Es geht um eine Klage gegen das Bistum Bielsko-Żywiec und einen ehemaligen Ministranten

Kirche
(Symbolfoto: Anna Hecker / Unsplash)

Das Nachrichtenportal Notes from Poland berichtet über den Fall eines Ex-Ministranten, der als 12-Jähriger von einem Priester missbraucht worden sein soll. Die Kirche fordert nun das Gericht auf zu klären, ob der Junge damals «Genuss» empfunden habe.

2021 reichte der ehemalige Ministrant Janusz Szymik eine Zivilklage gegen das Bistum Bielsko-Żywiec ein. Er fordert drei Millionen Złoty Schadensersatz, was 660.000 Euro entspricht. Das Bistum sei, so der Vorwurf, für den Missbrauch verantwortlich, den Szymik in den 1980er-Jahren durch den Priester Jan W. erlitten habe.

Ein Kirchengericht hatte Jan W. bereits wegen sexueller Vergehen gegen Szymik für schuldig befunden. Der Priester sei, laut Notes from Poland, 2017 mit einer fünfjährigen Sperre von allen priesterlichen Tätigkeiten (inkl. der Abnahme der Beichte) belegt worden. Ihm sei ausserdem auferlegt worden, in Isolation zu leben.

‼️ Kuria w Bielsku-Białej chce, aby sąd sprawdził, czy ofiara księdza pedofila mężczyzna jest homoseksualistą i czy relacja z księdzem nie była dla niego źródłem satysfakcji. Tylko, gdy koszmar się rozpoczął, ofiara miała 12 l. Ujawniam to dziś w @onetpl https://t.co/hKMOXn0MwK

— Szymon Piegza (@sz_piegza) January 11, 2022

Jetzt hat das Online-Nachrichtenportal Onet Teile der Gerichtsunterlagen zur Zivilklage von Szymik veröffentlicht, darunter befindet sich eine Stellungnahme des Bistums. Darin werden «Beweise von einem professionellen Sexologen» verlangt, um die «sexuellen Vorlieben» des Klägers zu belegen. Im Besonderen gehe es um die Klärung von dessen «sexueller Orientierung». (MANNSCHAFT berichtete über ein neues Gesetz, das LGBTIQ-Themen an polnischen Schulen verbieten will.)


Materielle Vorteile?
Es werde in dem Dokument verlangt, dass das Opfer zu seiner Beziehung mit dem Priester befragt werde und dazu, ob Szymik «Genuss dabei empfunden hat, die intime Beziehung mit Jan W.» zu unterhalten, ob er vielleicht sogar «Vorteile» davon gehabt hätte, «auch materielle».

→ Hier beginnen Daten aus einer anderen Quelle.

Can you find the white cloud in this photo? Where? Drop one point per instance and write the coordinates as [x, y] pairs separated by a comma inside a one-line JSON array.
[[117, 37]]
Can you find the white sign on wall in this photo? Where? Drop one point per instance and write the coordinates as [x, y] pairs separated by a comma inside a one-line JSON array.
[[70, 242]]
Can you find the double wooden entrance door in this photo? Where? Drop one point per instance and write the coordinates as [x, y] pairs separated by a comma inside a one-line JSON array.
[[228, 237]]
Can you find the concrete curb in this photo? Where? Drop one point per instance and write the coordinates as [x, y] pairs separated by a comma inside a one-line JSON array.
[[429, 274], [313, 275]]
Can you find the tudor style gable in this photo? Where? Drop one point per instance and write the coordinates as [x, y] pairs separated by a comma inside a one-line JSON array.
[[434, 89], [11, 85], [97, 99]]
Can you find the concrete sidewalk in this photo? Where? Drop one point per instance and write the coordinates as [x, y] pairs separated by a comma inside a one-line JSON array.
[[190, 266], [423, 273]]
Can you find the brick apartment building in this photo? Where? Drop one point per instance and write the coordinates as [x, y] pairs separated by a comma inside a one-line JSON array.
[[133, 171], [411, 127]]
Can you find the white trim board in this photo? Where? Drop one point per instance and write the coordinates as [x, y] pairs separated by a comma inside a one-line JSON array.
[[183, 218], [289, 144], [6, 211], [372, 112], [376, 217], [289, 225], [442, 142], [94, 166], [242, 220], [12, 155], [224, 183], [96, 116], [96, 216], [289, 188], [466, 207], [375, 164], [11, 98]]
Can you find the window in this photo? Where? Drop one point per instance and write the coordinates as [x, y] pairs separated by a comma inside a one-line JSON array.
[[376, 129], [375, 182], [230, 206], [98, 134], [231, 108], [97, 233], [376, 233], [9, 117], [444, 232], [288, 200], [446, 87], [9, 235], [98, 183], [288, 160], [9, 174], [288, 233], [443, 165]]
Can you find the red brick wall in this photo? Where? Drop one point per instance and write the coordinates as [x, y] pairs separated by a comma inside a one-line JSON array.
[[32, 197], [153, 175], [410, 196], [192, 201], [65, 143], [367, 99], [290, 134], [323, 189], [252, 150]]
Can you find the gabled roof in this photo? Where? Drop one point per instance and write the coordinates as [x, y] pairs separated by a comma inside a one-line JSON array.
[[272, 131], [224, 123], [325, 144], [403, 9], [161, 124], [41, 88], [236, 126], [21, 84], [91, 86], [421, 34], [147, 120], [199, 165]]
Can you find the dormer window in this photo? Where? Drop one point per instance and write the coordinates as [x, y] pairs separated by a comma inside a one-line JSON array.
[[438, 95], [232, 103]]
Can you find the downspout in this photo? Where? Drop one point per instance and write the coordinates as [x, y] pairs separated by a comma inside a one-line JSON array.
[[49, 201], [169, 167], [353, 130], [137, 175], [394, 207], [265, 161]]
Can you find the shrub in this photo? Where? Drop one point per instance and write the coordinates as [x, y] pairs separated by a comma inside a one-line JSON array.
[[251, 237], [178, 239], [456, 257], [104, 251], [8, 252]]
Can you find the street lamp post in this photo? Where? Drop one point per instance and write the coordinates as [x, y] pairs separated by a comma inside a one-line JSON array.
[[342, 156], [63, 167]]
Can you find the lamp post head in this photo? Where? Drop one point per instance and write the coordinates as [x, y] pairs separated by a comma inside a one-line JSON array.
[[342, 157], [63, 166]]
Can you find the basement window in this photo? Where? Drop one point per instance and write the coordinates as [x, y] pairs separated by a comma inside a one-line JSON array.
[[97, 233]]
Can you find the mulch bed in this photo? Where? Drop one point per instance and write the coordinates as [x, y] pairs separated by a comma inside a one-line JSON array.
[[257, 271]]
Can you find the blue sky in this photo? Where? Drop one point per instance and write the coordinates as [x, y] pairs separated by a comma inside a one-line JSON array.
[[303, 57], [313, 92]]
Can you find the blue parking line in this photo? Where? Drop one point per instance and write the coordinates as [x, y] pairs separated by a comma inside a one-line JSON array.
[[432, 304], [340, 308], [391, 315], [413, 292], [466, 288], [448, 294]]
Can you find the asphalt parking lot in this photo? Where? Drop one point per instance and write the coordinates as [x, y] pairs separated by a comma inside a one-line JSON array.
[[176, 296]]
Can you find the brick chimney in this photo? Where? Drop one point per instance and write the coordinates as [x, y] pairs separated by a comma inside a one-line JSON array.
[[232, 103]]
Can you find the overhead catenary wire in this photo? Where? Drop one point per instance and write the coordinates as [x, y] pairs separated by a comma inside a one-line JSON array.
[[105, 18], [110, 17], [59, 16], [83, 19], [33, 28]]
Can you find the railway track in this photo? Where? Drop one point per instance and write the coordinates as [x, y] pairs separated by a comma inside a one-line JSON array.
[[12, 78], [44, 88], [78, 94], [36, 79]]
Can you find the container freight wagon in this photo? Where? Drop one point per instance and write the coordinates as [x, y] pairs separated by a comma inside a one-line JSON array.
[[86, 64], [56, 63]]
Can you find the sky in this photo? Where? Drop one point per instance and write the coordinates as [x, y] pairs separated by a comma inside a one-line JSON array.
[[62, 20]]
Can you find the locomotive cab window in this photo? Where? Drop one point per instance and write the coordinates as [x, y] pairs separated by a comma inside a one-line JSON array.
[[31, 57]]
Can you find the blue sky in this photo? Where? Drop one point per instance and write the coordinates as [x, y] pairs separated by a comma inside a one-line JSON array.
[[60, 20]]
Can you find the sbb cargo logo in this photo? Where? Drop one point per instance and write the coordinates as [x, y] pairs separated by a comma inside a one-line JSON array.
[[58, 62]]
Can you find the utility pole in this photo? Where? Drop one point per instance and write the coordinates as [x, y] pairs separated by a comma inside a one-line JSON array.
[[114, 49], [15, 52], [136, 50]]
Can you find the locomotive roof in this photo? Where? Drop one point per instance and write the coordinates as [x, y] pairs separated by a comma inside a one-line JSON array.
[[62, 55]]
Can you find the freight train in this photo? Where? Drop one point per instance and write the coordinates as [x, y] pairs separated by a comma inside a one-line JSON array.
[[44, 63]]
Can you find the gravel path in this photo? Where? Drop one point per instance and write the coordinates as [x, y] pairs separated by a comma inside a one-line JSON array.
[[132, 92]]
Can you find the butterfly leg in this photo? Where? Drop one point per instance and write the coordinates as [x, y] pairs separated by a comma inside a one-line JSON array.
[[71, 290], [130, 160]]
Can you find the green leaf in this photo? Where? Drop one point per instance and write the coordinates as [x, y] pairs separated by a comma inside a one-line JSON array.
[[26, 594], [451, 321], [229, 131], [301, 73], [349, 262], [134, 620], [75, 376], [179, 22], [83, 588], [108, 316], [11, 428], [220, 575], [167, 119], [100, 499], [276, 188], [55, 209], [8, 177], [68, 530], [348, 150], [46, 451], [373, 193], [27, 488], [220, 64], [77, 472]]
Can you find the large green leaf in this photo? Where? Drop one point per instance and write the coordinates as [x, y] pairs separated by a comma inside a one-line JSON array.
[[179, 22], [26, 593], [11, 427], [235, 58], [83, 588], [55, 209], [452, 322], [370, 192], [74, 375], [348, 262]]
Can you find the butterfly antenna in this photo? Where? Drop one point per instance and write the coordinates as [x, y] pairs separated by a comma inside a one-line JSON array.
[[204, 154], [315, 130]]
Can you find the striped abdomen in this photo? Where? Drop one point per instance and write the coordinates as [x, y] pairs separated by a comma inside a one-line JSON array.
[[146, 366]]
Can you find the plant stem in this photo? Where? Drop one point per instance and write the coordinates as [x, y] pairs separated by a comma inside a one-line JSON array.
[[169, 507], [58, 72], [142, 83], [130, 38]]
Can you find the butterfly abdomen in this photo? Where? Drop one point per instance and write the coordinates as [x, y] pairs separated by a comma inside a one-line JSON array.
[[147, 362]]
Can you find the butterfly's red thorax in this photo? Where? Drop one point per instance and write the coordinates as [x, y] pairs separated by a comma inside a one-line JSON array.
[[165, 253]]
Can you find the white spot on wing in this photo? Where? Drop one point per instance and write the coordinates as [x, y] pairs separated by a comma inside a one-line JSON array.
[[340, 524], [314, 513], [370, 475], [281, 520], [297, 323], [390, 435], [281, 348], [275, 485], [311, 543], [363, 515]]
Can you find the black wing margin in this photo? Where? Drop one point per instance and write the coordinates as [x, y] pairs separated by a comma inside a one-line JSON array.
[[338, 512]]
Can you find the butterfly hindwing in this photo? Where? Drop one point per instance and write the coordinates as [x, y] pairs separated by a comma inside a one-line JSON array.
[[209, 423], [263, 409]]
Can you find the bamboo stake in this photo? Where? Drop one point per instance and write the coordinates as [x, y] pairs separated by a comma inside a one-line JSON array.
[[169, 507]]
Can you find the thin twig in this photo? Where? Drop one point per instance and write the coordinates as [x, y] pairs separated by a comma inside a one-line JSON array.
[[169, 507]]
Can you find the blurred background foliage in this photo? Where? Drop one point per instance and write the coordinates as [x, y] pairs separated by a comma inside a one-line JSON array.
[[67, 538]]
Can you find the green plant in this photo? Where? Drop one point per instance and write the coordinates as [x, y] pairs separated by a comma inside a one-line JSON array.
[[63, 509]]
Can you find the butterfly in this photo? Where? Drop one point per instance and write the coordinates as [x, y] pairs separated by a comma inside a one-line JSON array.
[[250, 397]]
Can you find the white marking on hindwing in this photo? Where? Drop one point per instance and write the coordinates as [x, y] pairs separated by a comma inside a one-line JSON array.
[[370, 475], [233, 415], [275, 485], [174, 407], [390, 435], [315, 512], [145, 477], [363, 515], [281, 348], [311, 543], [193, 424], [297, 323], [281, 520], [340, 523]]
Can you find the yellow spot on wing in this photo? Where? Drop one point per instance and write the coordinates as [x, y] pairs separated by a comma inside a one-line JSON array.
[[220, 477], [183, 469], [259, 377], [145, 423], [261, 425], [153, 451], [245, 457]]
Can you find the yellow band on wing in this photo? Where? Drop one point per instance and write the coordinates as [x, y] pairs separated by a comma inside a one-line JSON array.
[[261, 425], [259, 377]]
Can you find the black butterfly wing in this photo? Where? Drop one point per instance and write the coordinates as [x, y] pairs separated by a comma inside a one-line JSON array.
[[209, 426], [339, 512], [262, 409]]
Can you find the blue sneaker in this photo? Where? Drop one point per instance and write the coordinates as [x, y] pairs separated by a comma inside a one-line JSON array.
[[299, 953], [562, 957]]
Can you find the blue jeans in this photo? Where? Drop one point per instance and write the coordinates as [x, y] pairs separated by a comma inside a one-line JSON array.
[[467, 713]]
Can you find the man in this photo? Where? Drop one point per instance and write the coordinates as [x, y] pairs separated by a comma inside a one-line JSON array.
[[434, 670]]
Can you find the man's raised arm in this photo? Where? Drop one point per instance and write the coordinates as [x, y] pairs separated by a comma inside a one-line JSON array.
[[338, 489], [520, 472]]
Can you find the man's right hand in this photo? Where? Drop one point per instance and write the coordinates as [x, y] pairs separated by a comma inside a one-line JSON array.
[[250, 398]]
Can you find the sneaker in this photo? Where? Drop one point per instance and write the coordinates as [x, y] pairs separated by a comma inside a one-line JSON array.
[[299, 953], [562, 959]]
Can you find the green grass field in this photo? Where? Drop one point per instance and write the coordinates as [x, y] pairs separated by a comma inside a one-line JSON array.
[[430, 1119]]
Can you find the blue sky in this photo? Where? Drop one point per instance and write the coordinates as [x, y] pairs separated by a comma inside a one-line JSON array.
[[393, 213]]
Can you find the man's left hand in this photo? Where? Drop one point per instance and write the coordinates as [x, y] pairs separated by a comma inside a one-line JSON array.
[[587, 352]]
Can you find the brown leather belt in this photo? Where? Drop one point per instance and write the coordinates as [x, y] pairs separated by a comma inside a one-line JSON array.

Das Bistum weist demnach den Vorwurf zurück, dass die Beziehung auf «Versklavung oder Entmüdigung» basiert gewesen sei. Im Gegenteil: sie soll «freiwillig und basierend auf gegenseitigen Vorteilen» gewesen sein.

Ferner wird darauf hingewiesen, dass Jan W. im Kirchengerichtsverfahren nur zugegeben habe, ab 1987 mit dem Kläger sexuelle Kontakte gehabt zu haben, nicht ab 1984, wie Szymik behauptet. (MANNSCHAFT berichtete über die fragwürdige Sexualmoral der Kirche.)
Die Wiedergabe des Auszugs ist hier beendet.